We know that the gut microbiome plays a major role in determining body weight. But the authors go further in claiming that it regulates metabolic rate and the number of calories produced from a given food. Also, “eating less is much more effective than exercise if one wants to lose weight.”

Because diet strongly influences the composition of our gut microbes, “we may be able to use personally microbe-attuned diets for more effective weight loss in the future.” Critical reviews of commercial companies that can provide analyses of one’s gut flora are paired with warnings against YouTube videos featuring “brown mixes and blenders” that encourage DIY fecal transplants. Stool transplants aren’t a modern invention, they tell readers, but date back to fourth century China.

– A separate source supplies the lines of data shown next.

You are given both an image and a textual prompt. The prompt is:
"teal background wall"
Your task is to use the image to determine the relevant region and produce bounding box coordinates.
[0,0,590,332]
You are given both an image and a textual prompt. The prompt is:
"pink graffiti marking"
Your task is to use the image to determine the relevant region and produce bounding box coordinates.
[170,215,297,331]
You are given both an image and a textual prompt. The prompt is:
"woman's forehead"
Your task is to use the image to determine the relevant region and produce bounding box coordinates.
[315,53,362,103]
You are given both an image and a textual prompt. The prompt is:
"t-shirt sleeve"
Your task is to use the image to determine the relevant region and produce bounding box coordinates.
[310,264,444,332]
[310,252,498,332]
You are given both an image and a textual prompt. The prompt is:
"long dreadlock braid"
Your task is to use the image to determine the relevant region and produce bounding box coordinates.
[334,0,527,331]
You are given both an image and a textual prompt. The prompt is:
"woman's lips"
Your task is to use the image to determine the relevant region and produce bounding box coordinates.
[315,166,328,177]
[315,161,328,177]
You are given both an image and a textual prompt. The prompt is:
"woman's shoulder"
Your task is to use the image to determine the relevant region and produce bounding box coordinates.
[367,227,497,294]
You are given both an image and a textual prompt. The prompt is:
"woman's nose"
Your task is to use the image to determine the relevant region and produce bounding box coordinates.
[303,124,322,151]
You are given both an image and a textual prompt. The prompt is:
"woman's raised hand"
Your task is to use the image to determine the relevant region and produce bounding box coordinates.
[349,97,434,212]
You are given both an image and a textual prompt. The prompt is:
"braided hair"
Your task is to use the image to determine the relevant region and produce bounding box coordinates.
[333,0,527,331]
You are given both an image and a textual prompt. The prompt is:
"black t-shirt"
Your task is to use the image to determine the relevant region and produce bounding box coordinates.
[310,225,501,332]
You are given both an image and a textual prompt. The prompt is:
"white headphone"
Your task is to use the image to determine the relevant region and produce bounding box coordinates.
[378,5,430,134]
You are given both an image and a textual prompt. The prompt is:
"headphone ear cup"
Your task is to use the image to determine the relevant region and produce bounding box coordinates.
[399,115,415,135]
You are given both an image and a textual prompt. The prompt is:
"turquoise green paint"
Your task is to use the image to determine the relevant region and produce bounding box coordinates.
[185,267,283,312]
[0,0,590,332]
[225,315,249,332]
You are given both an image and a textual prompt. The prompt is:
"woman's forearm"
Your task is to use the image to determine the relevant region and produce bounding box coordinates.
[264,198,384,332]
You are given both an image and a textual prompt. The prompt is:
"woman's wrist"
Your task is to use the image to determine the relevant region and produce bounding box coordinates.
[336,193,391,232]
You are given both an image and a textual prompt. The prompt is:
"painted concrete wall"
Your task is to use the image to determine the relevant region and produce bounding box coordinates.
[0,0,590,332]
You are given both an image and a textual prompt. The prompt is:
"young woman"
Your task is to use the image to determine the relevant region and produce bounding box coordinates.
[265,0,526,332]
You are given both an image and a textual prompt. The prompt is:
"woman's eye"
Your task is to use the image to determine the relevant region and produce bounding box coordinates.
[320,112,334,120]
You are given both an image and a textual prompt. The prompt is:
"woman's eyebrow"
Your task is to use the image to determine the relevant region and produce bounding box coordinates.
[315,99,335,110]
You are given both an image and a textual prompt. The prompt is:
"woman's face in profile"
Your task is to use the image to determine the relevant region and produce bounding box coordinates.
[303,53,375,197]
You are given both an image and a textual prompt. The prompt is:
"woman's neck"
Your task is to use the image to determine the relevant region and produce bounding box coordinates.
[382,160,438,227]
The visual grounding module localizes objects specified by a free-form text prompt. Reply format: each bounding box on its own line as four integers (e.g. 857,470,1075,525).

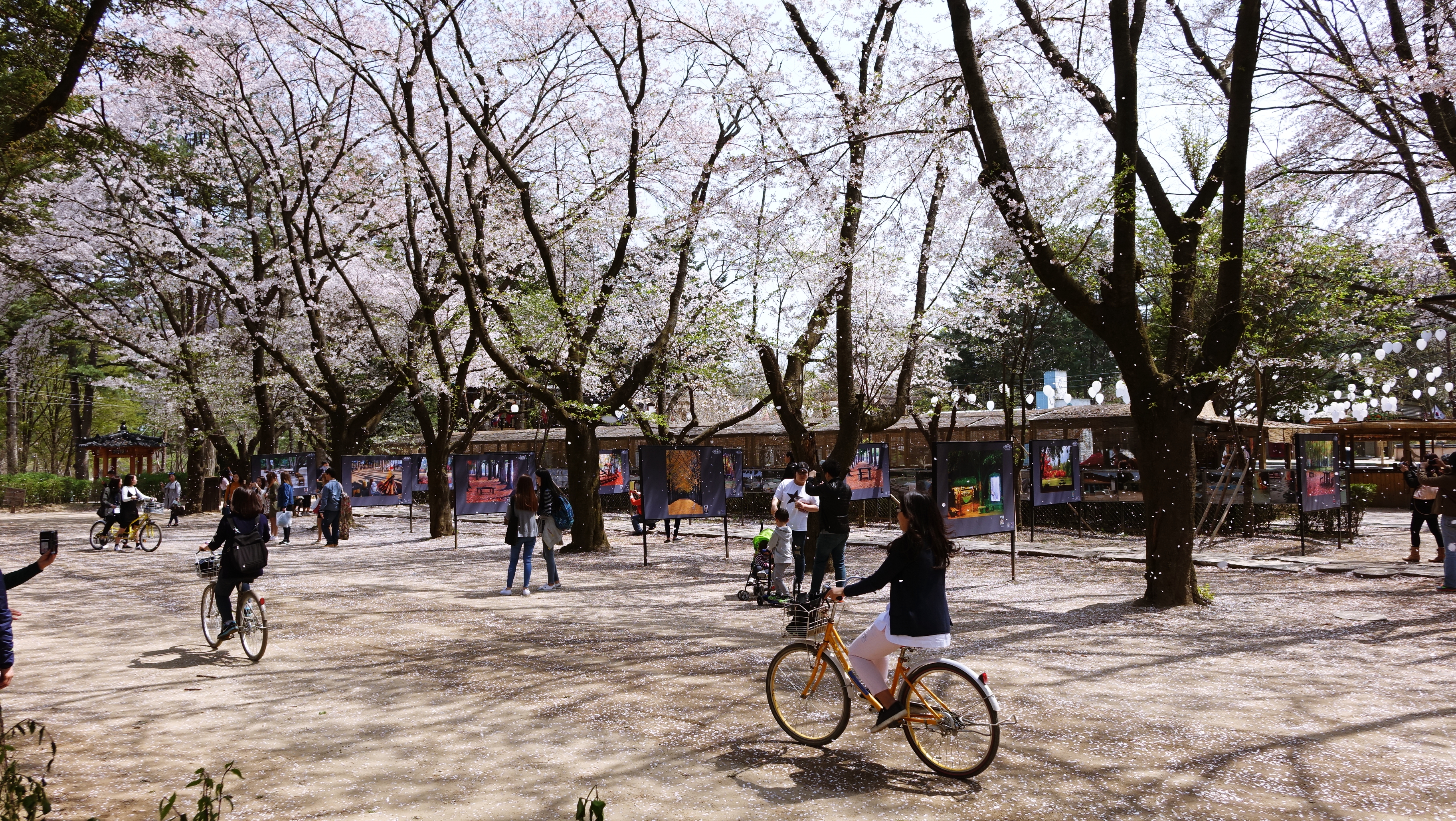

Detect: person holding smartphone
769,462,818,589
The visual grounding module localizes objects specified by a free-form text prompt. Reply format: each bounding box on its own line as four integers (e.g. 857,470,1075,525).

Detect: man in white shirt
769,462,818,589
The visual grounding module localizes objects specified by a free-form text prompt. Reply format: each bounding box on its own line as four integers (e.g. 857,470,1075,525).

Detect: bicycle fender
910,658,1000,715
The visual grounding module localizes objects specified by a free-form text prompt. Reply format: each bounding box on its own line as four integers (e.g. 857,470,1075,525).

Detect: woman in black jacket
196,488,271,642
829,490,955,732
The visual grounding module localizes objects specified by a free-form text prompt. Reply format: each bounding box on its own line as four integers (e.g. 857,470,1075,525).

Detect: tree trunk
564,419,611,550
425,435,454,539
1130,386,1200,607
4,355,20,473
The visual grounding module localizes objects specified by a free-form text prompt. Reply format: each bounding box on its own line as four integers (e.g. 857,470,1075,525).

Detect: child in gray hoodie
767,508,793,595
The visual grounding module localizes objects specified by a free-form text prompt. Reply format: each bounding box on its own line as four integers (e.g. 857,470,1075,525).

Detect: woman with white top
501,476,540,595
112,473,157,550
827,490,955,732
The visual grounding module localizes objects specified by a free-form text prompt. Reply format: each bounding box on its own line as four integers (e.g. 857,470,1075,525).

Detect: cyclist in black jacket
804,458,852,595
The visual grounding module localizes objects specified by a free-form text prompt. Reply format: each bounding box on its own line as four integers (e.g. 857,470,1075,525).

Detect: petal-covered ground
0,510,1456,821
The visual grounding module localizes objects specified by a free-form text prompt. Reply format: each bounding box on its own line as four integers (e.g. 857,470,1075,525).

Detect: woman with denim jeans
501,476,540,595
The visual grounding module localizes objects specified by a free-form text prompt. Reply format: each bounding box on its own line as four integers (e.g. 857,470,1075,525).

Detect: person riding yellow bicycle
825,490,957,732
112,473,157,550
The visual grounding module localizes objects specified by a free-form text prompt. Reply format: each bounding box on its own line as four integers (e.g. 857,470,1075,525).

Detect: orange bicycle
764,600,1016,779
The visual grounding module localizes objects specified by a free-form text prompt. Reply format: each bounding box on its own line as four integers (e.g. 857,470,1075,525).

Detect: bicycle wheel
237,589,268,661
137,521,162,553
764,642,849,747
904,661,1000,779
202,582,223,649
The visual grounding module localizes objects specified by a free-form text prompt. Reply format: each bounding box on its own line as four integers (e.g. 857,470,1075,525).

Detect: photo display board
1031,440,1082,505
408,453,454,494
724,447,742,499
597,450,632,496
453,451,536,515
933,442,1016,537
1294,434,1339,511
845,442,890,499
638,445,728,518
249,453,319,496
344,456,413,508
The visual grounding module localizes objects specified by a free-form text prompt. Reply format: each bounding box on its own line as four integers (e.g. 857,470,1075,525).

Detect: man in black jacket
804,458,852,595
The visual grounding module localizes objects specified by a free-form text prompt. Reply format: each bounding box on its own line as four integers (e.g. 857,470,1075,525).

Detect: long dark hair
511,473,536,511
900,490,959,568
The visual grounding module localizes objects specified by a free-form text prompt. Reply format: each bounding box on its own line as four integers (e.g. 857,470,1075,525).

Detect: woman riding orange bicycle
825,490,957,732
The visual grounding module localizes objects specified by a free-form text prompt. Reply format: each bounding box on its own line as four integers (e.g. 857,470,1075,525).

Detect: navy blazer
845,533,951,636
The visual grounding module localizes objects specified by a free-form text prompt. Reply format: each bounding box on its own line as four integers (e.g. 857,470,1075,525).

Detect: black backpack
223,517,268,581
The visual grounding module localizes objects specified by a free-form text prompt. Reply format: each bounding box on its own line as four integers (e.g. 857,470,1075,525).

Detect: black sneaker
869,700,906,732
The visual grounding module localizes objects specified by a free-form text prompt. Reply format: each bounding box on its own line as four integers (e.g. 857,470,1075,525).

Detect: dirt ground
0,512,1456,821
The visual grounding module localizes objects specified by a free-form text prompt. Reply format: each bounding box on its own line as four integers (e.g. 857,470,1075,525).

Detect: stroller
738,527,786,607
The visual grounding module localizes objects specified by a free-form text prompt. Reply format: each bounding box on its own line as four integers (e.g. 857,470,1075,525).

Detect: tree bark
565,419,611,550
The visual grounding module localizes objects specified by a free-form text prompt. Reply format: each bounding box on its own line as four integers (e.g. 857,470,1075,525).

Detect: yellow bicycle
764,600,1016,779
90,502,168,553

The book includes a tour of microbes in the skin, the brain, the mouth, the lungs, the heart, the genitals, and more. Many assertions come as a surprise. Skin microbes, for example, are “critical, and most often positive . . . They reduce wrinkles, dryness, sun damage, acne, and even body odor.” Brushing your teeth “promotes health throughout your entire body, including protecting against heart disease and dementia.” Even further, “microbes synthesize neurotransmitters and hormones and influence the immune system.” Claims like these are outside the mainstream. Others, such as “luckily, Parkinson’s is a slow-acting disease,” are manifestly untrue.

The book’s problem is its singlemindedness. Everything related to health and wellbeing, including mood and depression, becomes reduced to what microbes are doing in the gut and elsewhere in the body. The authors even manage to link them to our circadian rhythms and jet lag. Readers may want to take what they say with a grain of salt.